Kasus yang terjadi di Kebumen ini hampir serupa dengan yang menimpa Bupati Banyuasin, Sumatera Selatan, Yan Anton Ferdian, yang juga ditangkap KPK pada 4 September 2016 lalu. Modus yang kerap digunakan adalah suap dari pengusaha untuk membantu meloloskan proyek agar dijadikan pemenang proyek di Dinas Pendidikan.
Selain suap juga teridentifikasi modus permainan anggaran APBN/APBD, dimana proyek diusulkan ke pemerintah, jika pemerintah setuju maka anggaran proyek dimasukkan dalam APBN/APBD. Kemudian alokasi dana dimainkan pejabat pemerintah dan pengusaha dalam bentuk proyek fiktif maupun digelembungkan (mark-up) nilai proyeknya.
Berdasarkan hasil monitoring ICW terhadap kasus korupsi sektor pendidikan selama 2006-2015, terdapat 425 kasus korupsi dengan nilai kerugian negara mencapai Rp1,3 triliun. Dinas pendidikan menjadi institusi terbanyak sebagai area terjadinya korupsi, yakni mencapai 214 kasus dengan potensi kerugian negara Rp457,9 miliar.
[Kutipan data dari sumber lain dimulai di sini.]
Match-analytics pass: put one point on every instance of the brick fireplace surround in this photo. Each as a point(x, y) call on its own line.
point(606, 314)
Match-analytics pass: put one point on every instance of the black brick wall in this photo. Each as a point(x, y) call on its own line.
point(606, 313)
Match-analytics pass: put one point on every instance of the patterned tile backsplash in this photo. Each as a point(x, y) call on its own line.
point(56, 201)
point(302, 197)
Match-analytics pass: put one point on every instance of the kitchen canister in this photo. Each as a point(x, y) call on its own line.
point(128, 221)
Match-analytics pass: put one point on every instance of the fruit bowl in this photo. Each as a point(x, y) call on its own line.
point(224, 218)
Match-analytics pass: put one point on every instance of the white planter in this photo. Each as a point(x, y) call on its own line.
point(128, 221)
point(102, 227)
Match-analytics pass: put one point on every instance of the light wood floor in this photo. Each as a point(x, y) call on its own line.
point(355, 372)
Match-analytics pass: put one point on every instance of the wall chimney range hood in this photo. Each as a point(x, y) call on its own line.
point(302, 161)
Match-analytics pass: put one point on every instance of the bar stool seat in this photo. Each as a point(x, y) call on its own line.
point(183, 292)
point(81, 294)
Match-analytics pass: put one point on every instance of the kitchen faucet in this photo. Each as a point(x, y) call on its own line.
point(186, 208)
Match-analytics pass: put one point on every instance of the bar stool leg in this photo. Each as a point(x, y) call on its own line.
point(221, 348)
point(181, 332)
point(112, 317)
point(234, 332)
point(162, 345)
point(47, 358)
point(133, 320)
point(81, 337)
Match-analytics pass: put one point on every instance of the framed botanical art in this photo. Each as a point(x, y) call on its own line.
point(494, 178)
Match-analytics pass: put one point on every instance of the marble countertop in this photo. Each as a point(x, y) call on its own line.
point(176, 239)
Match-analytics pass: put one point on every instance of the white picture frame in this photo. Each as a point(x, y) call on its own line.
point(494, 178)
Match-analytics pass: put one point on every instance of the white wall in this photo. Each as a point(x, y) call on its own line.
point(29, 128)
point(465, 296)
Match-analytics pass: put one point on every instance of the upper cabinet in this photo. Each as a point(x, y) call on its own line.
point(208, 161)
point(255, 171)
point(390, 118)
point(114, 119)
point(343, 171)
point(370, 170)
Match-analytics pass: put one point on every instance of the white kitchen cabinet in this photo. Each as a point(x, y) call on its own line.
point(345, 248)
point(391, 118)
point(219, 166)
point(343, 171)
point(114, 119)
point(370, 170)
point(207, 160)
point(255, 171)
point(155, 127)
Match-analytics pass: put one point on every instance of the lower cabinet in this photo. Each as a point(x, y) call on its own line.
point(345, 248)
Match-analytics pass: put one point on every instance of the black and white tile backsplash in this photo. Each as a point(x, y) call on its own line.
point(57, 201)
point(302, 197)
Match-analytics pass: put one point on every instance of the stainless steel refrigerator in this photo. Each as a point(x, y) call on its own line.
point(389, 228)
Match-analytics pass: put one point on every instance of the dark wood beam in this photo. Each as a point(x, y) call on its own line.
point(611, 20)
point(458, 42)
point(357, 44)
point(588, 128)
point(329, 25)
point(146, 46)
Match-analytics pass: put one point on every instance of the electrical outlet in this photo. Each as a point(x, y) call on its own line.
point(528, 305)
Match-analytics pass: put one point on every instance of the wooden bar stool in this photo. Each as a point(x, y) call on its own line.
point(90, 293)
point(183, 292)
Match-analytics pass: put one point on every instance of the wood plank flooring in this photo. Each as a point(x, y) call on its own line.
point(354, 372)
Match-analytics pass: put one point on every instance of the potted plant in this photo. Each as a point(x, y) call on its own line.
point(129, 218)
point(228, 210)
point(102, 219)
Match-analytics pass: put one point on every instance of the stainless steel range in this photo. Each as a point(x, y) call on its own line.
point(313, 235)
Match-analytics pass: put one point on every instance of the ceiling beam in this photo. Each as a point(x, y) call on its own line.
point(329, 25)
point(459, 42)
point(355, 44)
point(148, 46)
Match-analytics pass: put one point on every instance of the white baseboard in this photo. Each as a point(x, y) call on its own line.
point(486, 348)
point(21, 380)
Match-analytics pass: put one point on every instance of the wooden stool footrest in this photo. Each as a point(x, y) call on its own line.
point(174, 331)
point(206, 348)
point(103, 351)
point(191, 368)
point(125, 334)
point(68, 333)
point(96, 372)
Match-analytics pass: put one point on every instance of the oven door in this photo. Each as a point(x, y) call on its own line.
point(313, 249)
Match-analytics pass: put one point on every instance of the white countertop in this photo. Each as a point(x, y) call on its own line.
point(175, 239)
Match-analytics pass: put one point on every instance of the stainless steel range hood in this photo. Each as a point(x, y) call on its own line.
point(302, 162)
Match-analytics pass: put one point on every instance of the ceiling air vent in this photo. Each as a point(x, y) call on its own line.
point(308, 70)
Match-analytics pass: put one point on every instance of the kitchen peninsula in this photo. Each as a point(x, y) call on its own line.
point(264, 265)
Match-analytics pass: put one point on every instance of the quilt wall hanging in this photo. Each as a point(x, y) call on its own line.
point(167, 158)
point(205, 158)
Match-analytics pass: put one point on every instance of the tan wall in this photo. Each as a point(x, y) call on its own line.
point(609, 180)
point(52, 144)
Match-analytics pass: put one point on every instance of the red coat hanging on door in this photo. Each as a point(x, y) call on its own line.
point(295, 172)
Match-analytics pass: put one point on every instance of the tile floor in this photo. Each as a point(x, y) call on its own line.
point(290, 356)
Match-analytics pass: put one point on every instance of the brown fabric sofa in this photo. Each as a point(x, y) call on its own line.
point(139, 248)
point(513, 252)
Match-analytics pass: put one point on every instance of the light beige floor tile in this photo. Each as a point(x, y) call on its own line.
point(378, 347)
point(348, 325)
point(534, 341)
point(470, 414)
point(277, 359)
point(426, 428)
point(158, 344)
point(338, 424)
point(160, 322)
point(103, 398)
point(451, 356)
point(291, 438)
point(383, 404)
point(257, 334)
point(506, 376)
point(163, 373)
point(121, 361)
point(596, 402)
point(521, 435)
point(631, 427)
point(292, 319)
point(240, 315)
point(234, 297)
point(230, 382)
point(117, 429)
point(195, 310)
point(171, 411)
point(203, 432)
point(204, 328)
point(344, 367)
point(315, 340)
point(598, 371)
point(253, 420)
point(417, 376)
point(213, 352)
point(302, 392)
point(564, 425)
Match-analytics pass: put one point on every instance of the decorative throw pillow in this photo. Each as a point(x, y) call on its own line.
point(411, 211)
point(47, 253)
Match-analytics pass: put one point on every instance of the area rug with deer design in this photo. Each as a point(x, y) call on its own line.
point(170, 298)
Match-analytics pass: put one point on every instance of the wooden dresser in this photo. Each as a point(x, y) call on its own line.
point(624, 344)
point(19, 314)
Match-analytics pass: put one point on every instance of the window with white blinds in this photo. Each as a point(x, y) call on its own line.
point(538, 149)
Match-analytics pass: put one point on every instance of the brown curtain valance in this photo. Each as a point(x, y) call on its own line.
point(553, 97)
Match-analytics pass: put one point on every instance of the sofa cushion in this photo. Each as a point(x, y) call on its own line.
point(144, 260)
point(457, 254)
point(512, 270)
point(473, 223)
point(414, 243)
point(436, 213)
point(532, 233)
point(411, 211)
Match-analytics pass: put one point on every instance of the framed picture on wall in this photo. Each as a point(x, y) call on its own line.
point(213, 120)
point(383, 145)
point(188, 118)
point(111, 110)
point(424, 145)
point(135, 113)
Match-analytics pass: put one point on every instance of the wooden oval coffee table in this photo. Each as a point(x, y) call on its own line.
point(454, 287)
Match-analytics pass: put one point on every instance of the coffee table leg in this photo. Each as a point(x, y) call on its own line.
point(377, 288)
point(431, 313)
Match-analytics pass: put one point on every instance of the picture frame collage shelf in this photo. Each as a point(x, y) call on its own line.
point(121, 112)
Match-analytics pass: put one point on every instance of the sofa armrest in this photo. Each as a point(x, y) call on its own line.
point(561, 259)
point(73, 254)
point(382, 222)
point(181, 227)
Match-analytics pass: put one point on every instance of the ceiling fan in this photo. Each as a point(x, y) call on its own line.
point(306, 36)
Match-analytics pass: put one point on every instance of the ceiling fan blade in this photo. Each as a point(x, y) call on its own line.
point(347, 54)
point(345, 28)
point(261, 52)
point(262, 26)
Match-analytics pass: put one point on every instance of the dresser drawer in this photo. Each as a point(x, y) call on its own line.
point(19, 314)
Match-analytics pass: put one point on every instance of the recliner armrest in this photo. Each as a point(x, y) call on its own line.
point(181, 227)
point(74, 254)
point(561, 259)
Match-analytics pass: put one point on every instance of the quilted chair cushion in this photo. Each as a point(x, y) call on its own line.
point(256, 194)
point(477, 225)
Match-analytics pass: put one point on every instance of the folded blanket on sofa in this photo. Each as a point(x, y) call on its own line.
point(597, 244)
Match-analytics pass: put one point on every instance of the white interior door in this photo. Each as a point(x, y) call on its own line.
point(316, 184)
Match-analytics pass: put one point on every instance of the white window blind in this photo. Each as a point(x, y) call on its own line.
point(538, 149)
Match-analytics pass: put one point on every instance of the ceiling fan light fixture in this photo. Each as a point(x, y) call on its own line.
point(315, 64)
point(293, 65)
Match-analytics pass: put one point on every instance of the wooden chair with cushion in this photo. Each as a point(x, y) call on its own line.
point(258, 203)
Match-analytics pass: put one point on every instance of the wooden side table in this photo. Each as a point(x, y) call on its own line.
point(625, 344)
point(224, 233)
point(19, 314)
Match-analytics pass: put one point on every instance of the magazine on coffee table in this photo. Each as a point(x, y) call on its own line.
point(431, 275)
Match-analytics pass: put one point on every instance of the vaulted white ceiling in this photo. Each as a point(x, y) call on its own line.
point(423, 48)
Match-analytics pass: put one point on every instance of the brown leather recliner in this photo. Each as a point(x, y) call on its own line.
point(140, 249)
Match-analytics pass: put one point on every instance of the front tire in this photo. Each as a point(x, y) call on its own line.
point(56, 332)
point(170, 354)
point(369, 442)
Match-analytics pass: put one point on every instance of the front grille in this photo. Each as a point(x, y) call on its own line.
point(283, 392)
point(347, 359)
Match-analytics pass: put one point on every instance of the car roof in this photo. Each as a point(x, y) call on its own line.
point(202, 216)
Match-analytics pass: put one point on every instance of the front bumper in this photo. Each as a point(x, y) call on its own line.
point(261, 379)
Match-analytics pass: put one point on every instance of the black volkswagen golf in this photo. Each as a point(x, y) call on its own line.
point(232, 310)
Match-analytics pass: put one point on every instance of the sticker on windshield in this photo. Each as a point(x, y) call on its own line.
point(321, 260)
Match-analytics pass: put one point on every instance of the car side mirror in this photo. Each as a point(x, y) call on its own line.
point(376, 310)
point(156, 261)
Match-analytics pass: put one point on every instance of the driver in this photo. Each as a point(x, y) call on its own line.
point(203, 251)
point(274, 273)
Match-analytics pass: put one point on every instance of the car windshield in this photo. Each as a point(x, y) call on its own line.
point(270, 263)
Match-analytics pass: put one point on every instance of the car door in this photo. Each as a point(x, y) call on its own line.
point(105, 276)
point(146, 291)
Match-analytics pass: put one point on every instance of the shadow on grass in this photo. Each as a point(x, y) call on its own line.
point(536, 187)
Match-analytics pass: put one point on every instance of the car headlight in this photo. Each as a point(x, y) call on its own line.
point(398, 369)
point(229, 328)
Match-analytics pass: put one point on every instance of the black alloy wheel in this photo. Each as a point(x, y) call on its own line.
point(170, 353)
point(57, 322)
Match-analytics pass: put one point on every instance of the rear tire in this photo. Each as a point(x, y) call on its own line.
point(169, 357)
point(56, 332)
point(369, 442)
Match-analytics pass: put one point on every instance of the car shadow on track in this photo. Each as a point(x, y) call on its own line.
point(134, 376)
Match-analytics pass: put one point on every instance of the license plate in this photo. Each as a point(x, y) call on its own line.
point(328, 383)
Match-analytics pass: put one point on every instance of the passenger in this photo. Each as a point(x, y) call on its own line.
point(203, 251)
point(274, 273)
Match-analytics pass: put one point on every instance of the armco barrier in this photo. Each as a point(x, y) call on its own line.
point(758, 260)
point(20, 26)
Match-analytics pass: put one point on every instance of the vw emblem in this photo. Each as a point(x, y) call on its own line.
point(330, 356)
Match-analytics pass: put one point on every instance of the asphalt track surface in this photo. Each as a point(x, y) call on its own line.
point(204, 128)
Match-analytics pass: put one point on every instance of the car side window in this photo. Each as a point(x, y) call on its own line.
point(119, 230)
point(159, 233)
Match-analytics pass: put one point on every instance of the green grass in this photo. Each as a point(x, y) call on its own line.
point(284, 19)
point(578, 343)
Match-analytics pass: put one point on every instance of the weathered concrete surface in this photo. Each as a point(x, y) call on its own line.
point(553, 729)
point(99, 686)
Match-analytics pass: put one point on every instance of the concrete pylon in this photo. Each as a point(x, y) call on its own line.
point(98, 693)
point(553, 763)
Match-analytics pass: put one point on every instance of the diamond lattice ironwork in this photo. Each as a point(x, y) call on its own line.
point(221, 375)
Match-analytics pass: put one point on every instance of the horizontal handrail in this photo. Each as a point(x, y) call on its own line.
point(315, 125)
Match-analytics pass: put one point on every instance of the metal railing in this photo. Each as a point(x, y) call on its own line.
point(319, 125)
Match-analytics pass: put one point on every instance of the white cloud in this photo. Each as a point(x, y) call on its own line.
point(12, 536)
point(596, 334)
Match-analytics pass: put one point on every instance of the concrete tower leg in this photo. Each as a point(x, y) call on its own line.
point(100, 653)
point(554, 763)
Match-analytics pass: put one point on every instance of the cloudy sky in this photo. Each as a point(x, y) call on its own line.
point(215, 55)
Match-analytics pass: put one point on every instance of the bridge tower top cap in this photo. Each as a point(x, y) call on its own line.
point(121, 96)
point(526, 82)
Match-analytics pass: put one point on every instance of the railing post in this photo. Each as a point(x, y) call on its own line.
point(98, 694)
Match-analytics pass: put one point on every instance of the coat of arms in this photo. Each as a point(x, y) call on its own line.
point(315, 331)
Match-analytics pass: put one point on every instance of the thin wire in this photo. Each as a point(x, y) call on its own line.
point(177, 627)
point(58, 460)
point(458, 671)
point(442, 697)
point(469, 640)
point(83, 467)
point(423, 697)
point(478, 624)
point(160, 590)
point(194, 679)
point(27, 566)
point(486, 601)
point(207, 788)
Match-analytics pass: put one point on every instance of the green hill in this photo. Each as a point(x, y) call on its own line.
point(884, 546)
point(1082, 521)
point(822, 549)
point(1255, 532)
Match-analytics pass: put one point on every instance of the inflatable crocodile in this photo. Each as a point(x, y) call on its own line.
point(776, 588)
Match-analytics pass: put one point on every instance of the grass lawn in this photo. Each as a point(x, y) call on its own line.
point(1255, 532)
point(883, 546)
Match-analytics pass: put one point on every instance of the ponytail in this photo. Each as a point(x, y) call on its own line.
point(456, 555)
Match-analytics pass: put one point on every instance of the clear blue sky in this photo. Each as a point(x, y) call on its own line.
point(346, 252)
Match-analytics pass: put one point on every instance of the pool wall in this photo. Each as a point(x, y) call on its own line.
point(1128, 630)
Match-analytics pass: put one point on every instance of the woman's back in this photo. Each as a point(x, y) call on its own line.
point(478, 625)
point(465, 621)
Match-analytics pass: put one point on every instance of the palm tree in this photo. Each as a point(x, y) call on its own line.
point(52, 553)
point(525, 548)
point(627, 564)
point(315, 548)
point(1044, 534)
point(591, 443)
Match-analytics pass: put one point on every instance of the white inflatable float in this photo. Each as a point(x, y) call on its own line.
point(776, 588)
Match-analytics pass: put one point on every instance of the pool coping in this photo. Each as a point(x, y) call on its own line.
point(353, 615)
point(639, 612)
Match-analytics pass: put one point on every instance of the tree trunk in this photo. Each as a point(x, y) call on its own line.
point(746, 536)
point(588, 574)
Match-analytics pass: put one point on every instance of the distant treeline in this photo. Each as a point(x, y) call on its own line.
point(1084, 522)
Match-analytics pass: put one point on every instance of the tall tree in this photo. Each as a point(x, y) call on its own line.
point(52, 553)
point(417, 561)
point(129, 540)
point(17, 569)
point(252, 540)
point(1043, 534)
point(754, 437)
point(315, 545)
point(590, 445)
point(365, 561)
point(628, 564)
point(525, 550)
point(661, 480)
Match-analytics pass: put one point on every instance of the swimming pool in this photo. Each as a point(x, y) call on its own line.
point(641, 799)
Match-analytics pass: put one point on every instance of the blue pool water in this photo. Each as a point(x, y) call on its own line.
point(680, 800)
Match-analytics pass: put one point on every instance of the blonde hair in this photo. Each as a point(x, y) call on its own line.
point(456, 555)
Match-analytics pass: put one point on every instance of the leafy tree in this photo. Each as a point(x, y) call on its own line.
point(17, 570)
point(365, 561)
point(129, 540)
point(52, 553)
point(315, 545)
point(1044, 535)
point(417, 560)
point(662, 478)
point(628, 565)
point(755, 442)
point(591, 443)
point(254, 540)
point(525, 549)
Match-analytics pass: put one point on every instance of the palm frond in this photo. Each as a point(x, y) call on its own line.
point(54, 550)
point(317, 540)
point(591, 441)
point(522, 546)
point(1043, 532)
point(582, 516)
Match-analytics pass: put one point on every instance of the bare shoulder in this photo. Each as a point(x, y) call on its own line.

Pegawai di lingkungan Dinas Pendidikan juga yang paling sering terjerat sebagai tersangka yaitu 225 orang, dengan 77 orang diantaranya adalah Kepala Dinas Pendidikan (ICW, 2016). Sedangkan sumber dana yang sering dikorupsi dalam sektor pendidikan adalah Dana Alokasi Khusus (DAK), sarana dan prasarana sekolah, dana BOS, dan infrastruktur sekolah.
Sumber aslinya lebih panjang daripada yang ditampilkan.